Le gouvernement français pourrait lancer en janvier prochain une enquête sur les relations entre l'industrie nucléaire française et ses partenaires étrangers, y compris un accord avorté entre le groupe français EDF et le chinois CGNPC.
"Cette mission porte sur le passé. Il s'agit de tirer un bilan, de faire le point sur les relations entre l'industrie nucléaire française et ses partenaires étrangers", a laissé entendre une source proche du Matignon.
D'après certains médias français, il s'agirait de "trahison" de la part de la compagnie française et d'"espionnage commercial" de la part de la société chinoise.

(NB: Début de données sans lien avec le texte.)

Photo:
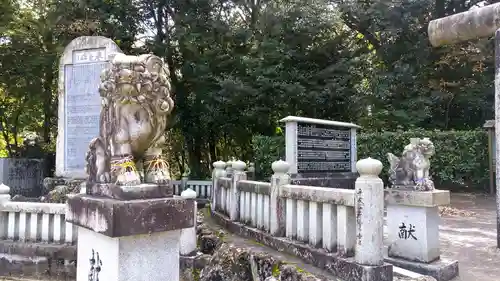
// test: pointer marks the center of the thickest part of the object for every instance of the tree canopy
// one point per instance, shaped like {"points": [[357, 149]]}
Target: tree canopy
{"points": [[238, 66]]}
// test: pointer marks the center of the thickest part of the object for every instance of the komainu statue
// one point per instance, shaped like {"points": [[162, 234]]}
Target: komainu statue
{"points": [[412, 169], [126, 157]]}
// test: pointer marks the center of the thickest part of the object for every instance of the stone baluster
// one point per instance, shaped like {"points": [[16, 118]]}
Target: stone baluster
{"points": [[188, 235], [369, 210], [251, 171], [229, 168], [277, 204], [4, 193], [218, 172], [238, 174]]}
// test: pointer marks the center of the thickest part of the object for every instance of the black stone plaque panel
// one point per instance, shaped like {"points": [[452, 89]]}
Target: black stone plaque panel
{"points": [[323, 149]]}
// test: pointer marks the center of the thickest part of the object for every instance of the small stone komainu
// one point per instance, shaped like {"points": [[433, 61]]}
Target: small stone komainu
{"points": [[135, 93]]}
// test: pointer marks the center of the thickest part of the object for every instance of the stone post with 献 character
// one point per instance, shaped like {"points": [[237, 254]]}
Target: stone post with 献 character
{"points": [[129, 224], [413, 213]]}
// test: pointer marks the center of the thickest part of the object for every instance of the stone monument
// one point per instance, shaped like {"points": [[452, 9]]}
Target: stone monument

De telles étiquettes ne sont pas convenables après 30 ans de coopération nucléaire entre la Chine et la France.
En novembre 2011, le groupe EDF avait signé avec China Guangdong Nuclear Power Company (CGNPC) un accord de coopération qui aurait été bloqué plus tard par le Premier ministre français de l'époque François Fillon au motif que le groupe nucléaire français Areva n'en faisait pas partie, a rappelé Hervé Machenaud, directeur de la branche Asie-Pacifique du groupe EDF.
Cet accord étant à "l'état de brouillon", EDF en a élaboré un autre, un "tripartite" qui incluait aussi CGNPC et Areva et qui porte sur le développement d'un nouveau réacteur nucléaire de 1000 MW, a poursuivi M. Machenaud.
Le texte a été signé en marge d'une réunion du G8, groupement de huit industriels nucléaires, a déclaré M. Machenaud, ajoutant qu'EDF avait obtenu "l'accord explicite" du gouvernement français.
M. Machenaud est un connaisseur de la coopération nucléaire avec la Chine. "La Chine est le plus grand marché électrique du monde, elle est le centre de l'industrie nucléaire, hydraulique et électrique du monde. La coopération avec la Chine est un choix naturel d'EDF," a dit l'homme qui s'est engagé dans le dossier de coopération avec la Chine depuis 1982.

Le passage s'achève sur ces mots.